INVESTIGATORS say that a problem with an onboard computer might have caused a Qantas jet to suddenly drop out of the sky.
The Qantas Airbus A330-300, with 303 passengers and a crew of 10, struck what the airline described as a "sudden change in altitude" problem mid-air incident between Singapore and Perth.
What we would describe as a “large plane suddenly plummeting to earth for no apparent reason” problem caused the plane to make an emergency landing at Learmonth, about 40 kilometres from Exmouth with more than 20 of the passengers and crew aboard seriously injured. Some had spinal injuries and others limped out of the grounded plane with broken bones and cuts.

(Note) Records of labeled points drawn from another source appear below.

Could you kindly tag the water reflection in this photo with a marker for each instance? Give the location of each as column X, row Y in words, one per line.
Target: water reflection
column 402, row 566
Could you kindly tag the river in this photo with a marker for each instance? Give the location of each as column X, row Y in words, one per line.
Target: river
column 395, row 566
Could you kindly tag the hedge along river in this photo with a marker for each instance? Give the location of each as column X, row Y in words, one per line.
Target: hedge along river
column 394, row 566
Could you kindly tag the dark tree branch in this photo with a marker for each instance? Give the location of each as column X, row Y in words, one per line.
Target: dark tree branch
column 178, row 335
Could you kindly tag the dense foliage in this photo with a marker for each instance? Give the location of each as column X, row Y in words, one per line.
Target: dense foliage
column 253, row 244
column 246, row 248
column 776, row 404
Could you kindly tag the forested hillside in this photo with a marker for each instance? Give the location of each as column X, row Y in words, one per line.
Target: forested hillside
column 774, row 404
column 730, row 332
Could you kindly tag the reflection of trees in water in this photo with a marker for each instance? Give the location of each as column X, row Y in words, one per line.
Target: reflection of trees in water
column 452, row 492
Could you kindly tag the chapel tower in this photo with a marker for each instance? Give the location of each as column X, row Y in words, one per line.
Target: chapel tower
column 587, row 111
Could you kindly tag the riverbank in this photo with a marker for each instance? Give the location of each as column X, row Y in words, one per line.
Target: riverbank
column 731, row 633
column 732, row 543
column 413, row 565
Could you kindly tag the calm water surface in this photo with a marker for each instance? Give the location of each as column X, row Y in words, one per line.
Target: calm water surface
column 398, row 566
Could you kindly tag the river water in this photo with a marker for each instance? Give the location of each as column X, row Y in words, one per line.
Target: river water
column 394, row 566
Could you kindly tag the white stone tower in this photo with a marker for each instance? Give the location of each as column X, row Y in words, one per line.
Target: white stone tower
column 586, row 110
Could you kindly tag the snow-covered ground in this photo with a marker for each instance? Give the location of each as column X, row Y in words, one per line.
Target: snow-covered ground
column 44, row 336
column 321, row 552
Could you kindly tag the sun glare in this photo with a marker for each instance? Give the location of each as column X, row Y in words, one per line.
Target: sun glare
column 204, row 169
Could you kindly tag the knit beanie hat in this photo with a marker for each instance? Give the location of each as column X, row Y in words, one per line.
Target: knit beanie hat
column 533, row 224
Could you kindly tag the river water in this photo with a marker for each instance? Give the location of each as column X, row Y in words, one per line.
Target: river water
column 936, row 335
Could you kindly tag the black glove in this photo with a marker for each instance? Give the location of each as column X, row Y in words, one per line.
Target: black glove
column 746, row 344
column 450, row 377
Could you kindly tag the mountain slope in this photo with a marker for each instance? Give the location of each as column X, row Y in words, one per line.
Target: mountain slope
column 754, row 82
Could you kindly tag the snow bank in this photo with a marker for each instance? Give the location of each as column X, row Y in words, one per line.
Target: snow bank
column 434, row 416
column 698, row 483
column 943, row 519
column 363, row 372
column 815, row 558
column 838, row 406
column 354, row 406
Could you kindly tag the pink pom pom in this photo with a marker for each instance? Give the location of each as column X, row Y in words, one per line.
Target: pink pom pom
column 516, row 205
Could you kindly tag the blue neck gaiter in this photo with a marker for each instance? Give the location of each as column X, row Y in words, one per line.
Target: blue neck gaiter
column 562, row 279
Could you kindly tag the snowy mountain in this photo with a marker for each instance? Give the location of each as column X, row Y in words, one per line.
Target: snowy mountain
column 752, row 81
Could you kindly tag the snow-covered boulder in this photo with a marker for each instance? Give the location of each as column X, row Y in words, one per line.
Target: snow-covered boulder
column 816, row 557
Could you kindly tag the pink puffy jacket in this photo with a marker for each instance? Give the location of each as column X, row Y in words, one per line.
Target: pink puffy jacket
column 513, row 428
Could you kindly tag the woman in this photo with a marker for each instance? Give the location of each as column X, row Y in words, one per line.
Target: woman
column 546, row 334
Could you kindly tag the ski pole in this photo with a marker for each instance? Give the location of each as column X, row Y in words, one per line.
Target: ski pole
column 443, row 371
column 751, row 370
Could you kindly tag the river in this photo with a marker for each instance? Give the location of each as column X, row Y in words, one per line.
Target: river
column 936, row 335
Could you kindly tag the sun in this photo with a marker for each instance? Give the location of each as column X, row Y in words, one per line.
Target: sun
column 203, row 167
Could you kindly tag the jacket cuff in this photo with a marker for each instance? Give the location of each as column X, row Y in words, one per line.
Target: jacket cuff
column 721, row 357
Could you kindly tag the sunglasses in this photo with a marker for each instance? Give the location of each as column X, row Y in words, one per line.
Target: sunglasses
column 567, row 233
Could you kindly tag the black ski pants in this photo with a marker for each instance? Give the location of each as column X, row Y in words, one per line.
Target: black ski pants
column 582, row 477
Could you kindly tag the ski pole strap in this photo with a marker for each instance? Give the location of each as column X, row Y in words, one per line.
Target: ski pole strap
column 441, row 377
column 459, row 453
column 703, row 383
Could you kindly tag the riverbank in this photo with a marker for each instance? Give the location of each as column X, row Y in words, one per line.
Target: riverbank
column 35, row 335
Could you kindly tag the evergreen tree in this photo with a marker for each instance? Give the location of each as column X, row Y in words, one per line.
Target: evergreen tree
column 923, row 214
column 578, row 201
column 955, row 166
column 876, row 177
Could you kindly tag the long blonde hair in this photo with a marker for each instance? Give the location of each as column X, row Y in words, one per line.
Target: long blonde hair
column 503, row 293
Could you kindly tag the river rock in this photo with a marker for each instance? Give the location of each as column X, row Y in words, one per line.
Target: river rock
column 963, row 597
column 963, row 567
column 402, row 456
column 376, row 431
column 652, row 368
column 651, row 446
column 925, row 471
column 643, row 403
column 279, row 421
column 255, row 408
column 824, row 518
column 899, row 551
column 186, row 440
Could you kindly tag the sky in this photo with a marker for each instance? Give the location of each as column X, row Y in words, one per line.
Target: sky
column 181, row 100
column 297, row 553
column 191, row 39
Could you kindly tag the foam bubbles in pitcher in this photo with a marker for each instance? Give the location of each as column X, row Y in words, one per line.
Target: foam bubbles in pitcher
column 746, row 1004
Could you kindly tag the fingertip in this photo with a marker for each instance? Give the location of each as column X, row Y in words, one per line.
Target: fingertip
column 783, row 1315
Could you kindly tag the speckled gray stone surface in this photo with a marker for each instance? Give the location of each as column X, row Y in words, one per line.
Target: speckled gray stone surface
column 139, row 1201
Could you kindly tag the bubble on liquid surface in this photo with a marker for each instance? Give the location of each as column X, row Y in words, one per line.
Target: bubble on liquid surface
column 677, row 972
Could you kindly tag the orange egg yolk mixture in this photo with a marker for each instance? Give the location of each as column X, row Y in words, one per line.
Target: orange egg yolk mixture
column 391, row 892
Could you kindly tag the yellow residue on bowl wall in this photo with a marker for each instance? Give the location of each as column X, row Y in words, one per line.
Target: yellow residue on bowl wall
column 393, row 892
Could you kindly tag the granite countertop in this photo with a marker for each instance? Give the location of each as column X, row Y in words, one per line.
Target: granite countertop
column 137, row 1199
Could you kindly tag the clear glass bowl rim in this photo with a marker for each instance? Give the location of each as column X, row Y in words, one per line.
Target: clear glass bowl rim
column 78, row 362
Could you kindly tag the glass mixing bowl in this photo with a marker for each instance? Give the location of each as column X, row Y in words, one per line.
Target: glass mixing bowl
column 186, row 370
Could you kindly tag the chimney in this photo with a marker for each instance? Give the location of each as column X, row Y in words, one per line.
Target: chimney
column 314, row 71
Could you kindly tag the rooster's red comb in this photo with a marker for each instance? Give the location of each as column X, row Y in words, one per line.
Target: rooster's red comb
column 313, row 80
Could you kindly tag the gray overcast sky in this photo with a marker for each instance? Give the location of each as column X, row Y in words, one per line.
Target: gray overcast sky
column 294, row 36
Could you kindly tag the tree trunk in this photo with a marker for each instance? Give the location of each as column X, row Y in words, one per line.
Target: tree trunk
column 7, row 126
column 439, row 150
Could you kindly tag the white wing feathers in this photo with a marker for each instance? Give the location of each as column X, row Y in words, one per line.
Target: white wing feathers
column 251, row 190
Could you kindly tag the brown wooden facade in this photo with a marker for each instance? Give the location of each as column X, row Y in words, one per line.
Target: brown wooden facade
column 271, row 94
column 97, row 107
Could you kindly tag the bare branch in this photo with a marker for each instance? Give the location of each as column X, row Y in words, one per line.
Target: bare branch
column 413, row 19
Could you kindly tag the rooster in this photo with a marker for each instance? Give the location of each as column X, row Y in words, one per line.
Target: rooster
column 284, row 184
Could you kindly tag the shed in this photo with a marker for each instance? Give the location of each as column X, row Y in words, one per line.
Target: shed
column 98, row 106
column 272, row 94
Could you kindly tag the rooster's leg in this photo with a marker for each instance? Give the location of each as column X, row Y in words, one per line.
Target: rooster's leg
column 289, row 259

Pilots received electronic centralised aircraft monitoring messages in the cockpit relating to some irregularity with the aircraft's elevator control system.
In another euphemism the aircraft then "departed level flight", and climbed approximately 300 feet for no apparent reason.
The crew had initiated the non-normal checklist response actions when the plane abruptly pitched nose down. Or went arse over tit as we would less euphemistically say.
L'Inq
AP
You *might* describe it as “large plane suddenly plummeting to earth for no apparent reason” problem , but since it didn't plummet to earth, that would be dumb. It didn't go arse over tit, either, so that would be dumb too. What it did do, from the sound of it, was throw the people in the rear seats into the roof, hard. Glad I wasn't there.
"departed level flight" - What a great way of putting it.

Comparable to my "deviation from standardised perambulation" last time I was "full of weekend cheer" I suppose.

Shonky.
Airbus were told not to install the hal9000 series as it had homicidal tendencies but surplus discount must have been attractive.